Rangelands management

A proper rangelands management allows giving plants adequate rest to recover after grazing, creating drought reserves, making rangeland improvement through bush control.


What is Rangeland Management?

According to “The Society for Range Management”, rangelands are a type of land on which the natural vegetation is dominated by grasses, forbs and shrubs and the land is managed as a natural ecosystem. “Rangeland can also encompass pastures of introduced grasses, such as crested wheatgrass, endemic or alien perennial grass and any other artificial grass” (Rinehart, 2008).

Adaptive rangeland management

The management of the rangeland may also be directly linked to adaptive management. Adaptive rangeland management is a systematic approach for improving resource management by learning from management outcomes, for instance; determining the number of animals on the rangeland and reacting to extreme events such as fires and droughts. “It is means of countering not only man-made occurrences such as overgrazing, but the permanent occupation of the rangeland and provision of drinking water throughout the year and problems arising from natural events, such as the requirement for fire control” (Rothauge, 2000).

In simpler sense, rangeland management is the use and stewardship of rangeland resources to meet goals and desires of humans, such as forage, wildlife habitat, livestock production, water, recreation, open space and native plants.

Effects of poor rangeland management

Economically, most developing countries heavily dependent on agricultural produce. Namibia for instance specifically rely on that obtained from extensive livestock ranching on natural rangelands, which require adaptive management. “Most land use practices are unsustainable, practices such as overstocking which results to degradation via overgrazing, landscape-level bush encroachment amongst others” (Rothauge, 2007). “Traditionally, areas were only occupied by large migratory herbivores seasonally or by a limited number of sedentary herbivores. But currently, due the human changes such as development, rangelands are no longer available for free ranging animals as was the natural rhythm”. (Owen-Smith & Danckwerts, 1997). “Natural fire is an ecological factor on open land, as it assists in grass-to-bush balance. However, when fire is unprescribed it causes loss of ecosystem function through loss of biodiversity” (Bond, 1997). “If some of these management events apply long enough and coincide with each other or worse with drought, the rangeland becomes degraded” (Scholes, 1997). “Lands in degraded conditions are characterized by less-productive and less-nutritious grasses, reduced biodiversity and declining ecological services, such as reduced rainwater infiltration and increased run-off and erosion” (Skarpe, 1991). “Degradation conditions become more and more difficult to reverse, taking more effort, more money and more time than is available in the productive life of a rancher to repair the ecological damage and to rehabilitate the rangeland” (Smit et al.,1999). “At some lower level, degradation becomes practically irreversible” (Rothauge, 2007).

Good rangeland management

This emphasizes the need for adaptive, flexible and opportunistic rangeland management of ecosystems so that livestock production (ranching) systems, (which is important to most developing country’s economy) retain their sustainability. Common adaptive, flexible and opportunistic rangeland management are such as: knowing livestock forage preference, conducting a carrying capacity, allowing grasses an adequate recovery period after grazing, creating drought reserves, rangeland improvement through bush control and controlling invasion of invasive plants.

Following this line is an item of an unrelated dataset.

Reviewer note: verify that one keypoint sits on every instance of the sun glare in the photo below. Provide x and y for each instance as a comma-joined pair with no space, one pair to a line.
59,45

  • Agricola Rothauge 2000; New Ecological Perceptions of Arid Rangelands. Agricola 11: 49–56.
  • Rinehart, L. (2008). Pasture, Rangeland and Grazing Management
  • Rothauge , A. (2007). Some principles of sustainable rangeland management in Namibia Agricola.
  • Owen-Smith, N. & Danckwerts, J.E. (1997). Herbivory. In: Cowling, R.M., Richardson, D.M. & Pierce, S.M. (editors). Vegetation of Southern Africa. ch 17. Cambridge University Press, Cambridge, United Kingdom.
  • Bond, W.J. (1997). Fire. In: Cowling, R.M., Richardson, D.M & Pierce, S.M. (editors). Vegetation of Southern Africa. ch 18. Cambridge University Press, Cambridge, United Kingdom.
  • Scholes, R.J. (1997). Savanna. In: Cowling, R.M, Richardson, D.M. & Pierce, S.M. (editors). Vegetation of Southern Africa.Ch 11. Cambridge University Press, Cambridge, United Kingdom.
  • Skarpe, C. (1991). Impact of Grazing in Savanna Ecosystems. Ambio 20 (8): 351–356.
  • Smit, G.N., Richter, C.G.F. & Aucamp, A.J., (1999). Bush Encroachment: An Approach to Understanding and Managing the Problem. In: Tainton, N.M. (editor). Veld Management in South Africa. ch 10. University of Natal Press, Pietermaritzburg, South Africa.